Dans la population — 70 % des Cubains n'ont connu d'autre chef de l'État que Fidel Castro — la consternation s'est imposée devant les téléviseurs samedi. «C'est pas bon, c'est pas bon. S'il était rétabli, il serait là, au premier rang!», s'est exclamée Angelina, une Cubaine de 65 ans, entourée de ses voisins dans la vieille ville de La Havane.

Hier, Guadalberto, 55 ans, «fideliste à mort», s'est déclaré inquiet: «Bien sûr que je suis inquiet. C'est le "Comandante". Et je suis inquiet aussi de ce qui peut arriver», a-t-il déclaré depuis son austère petit appartement de 30 m2.

Ministre de la Défense, c'est Raul Castro qui a donné le départ du défilé militaire, avant de tendre la main, dans un discours d'une demi-heure, aux États-Unis pour les inviter à résoudre par la négociation le conflit vieux d'un demi-siècle entre les deux pays voisins.

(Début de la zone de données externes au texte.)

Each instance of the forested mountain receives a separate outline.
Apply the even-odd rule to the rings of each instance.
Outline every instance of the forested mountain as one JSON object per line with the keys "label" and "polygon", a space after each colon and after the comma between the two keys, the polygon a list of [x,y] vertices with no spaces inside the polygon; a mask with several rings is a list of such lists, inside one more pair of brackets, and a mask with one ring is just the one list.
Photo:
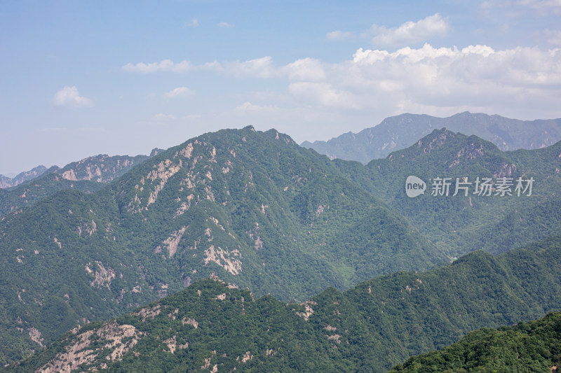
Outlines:
{"label": "forested mountain", "polygon": [[[451,257],[478,249],[502,253],[561,232],[561,142],[543,149],[503,152],[475,136],[442,129],[385,159],[372,160],[365,172],[358,162],[334,162]],[[411,175],[426,183],[424,194],[414,198],[405,193]],[[442,188],[434,189],[438,178],[442,185],[445,178],[450,178],[448,195]],[[457,178],[461,188],[454,195]],[[482,187],[485,178],[492,183],[489,192],[476,189],[478,180]],[[502,178],[511,184],[504,195],[496,190]],[[531,192],[523,192],[531,178]]]}
{"label": "forested mountain", "polygon": [[[70,189],[35,192],[34,204],[0,218],[0,362],[41,350],[76,324],[118,316],[209,276],[248,287],[257,297],[301,302],[329,287],[337,290],[325,294],[337,295],[380,275],[424,271],[478,248],[499,253],[559,234],[560,155],[561,143],[503,152],[476,136],[440,129],[364,166],[330,160],[274,129],[248,127],[154,151],[109,183],[48,174],[16,190],[36,182],[38,190],[48,189],[40,181],[52,183],[53,189],[68,188],[69,183]],[[76,170],[74,174],[82,178]],[[424,195],[407,197],[405,181],[412,175],[426,183]],[[466,194],[452,195],[457,177],[472,182]],[[450,178],[450,195],[431,195],[437,178]],[[475,178],[489,178],[491,195],[479,195]],[[502,178],[512,179],[512,195],[496,195]],[[519,178],[526,186],[534,181],[531,192],[526,188],[517,195]],[[470,258],[493,265],[501,260],[482,253]],[[430,279],[395,276],[384,281],[409,281],[400,285],[405,290],[399,288],[398,301],[405,299],[403,291],[418,294],[413,291],[420,285],[417,279],[423,283]],[[378,281],[372,280],[368,294],[387,288]],[[505,281],[492,276],[478,282],[466,274],[452,283],[462,284],[457,293],[468,292],[453,306],[464,315],[455,320],[449,307],[457,298],[442,304],[415,300],[410,305],[391,300],[398,308],[366,305],[357,311],[356,328],[375,336],[372,344],[377,347],[368,353],[384,362],[372,367],[388,369],[411,355],[453,343],[468,330],[535,318],[557,307],[533,298],[541,294],[537,287],[535,294],[526,294],[525,285]],[[501,304],[485,306],[492,311],[481,308],[478,293],[463,285],[480,283],[490,291],[487,281],[501,286],[493,290]],[[556,286],[551,294],[557,294]],[[358,290],[345,297],[353,291]],[[446,294],[443,288],[438,292]],[[519,293],[525,295],[509,297]],[[551,297],[555,304],[561,299]],[[471,303],[464,304],[466,300]],[[437,311],[427,315],[435,304]],[[501,308],[505,304],[510,308]],[[386,321],[402,309],[407,312],[404,319]],[[306,309],[302,306],[298,312]],[[383,318],[374,317],[382,311]],[[477,317],[467,316],[474,312]],[[377,325],[389,323],[390,329],[367,328],[365,317]],[[425,334],[419,339],[415,333],[420,330]],[[387,343],[375,342],[386,337]],[[367,358],[352,354],[358,356],[354,363],[366,364]]]}
{"label": "forested mountain", "polygon": [[[300,304],[282,303],[270,295],[257,299],[250,290],[222,281],[201,280],[116,319],[76,328],[8,369],[385,372],[408,356],[455,342],[471,330],[558,310],[560,255],[560,237],[496,257],[477,251],[424,273],[395,273],[344,293],[332,288]],[[558,324],[557,314],[503,328],[503,334],[491,335],[496,340],[493,348],[503,351],[504,345],[522,342],[528,351],[521,350],[522,360],[513,366],[545,366],[551,362],[547,359],[558,359],[559,339],[553,340]],[[531,341],[521,335],[526,332]],[[405,366],[414,367],[415,362],[441,353],[452,356],[454,363],[457,356],[465,356],[464,367],[469,367],[469,359],[484,360],[495,352],[473,343],[482,334],[489,333],[477,332],[462,340],[465,352],[452,346]],[[504,335],[508,339],[501,340]],[[510,361],[511,357],[508,351],[503,358]],[[436,358],[435,364],[445,367],[442,360]]]}
{"label": "forested mountain", "polygon": [[252,127],[203,135],[95,193],[61,190],[6,216],[0,247],[4,363],[215,274],[302,300],[447,260],[326,157]]}
{"label": "forested mountain", "polygon": [[[157,153],[156,150],[159,150],[154,149],[152,153]],[[39,166],[14,178],[14,181],[19,180],[20,182],[13,183],[13,188],[0,189],[0,217],[33,204],[59,190],[74,189],[87,193],[95,192],[102,188],[104,183],[118,178],[133,165],[148,158],[147,155],[109,157],[100,154],[73,162],[62,169],[53,166],[46,169],[43,166]],[[34,170],[39,171],[32,172]],[[29,177],[18,178],[24,174]]]}
{"label": "forested mountain", "polygon": [[378,125],[358,134],[348,132],[327,141],[304,141],[302,146],[331,159],[356,160],[365,164],[410,146],[433,130],[445,127],[451,131],[476,135],[502,150],[536,149],[561,140],[561,119],[519,120],[466,111],[444,118],[402,114],[387,118]]}
{"label": "forested mountain", "polygon": [[557,372],[561,368],[561,312],[498,330],[483,328],[458,343],[416,356],[391,373]]}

Le numéro deux cubain semble devoir assumer une véritable transition et non plus le simple intérim qu'il exerce depuis juillet. En dépit des attentes réelles d'une bonne part de la population en faveur de changements, son credo déclaré est la «continuité révolutionnaire» sous la conduite du Parti communiste. «À Cuba, il n'y aura pas de succession, il y aura continuité. Un autre Fidel est impossible, personne ne l'imitera», a déclaré le vice-président Carlos Lage.

Pour les opposants cubains, réduits à une semi-clandestinité sous les coups de boutoir du régime, Raul Castro à la tête de l'État signifie «plus de dureté encore que ce qui serait raisonnable», selon Manuel Cuesta Morua, un modéré du courant social-démocrate. «Raul Castro va commencer à gouverner sans la mystique et le pouvoir symbolique de Fidel, et il va agir avec beaucoup plus de dureté encore contre l'opposition», a-t-il déclaré.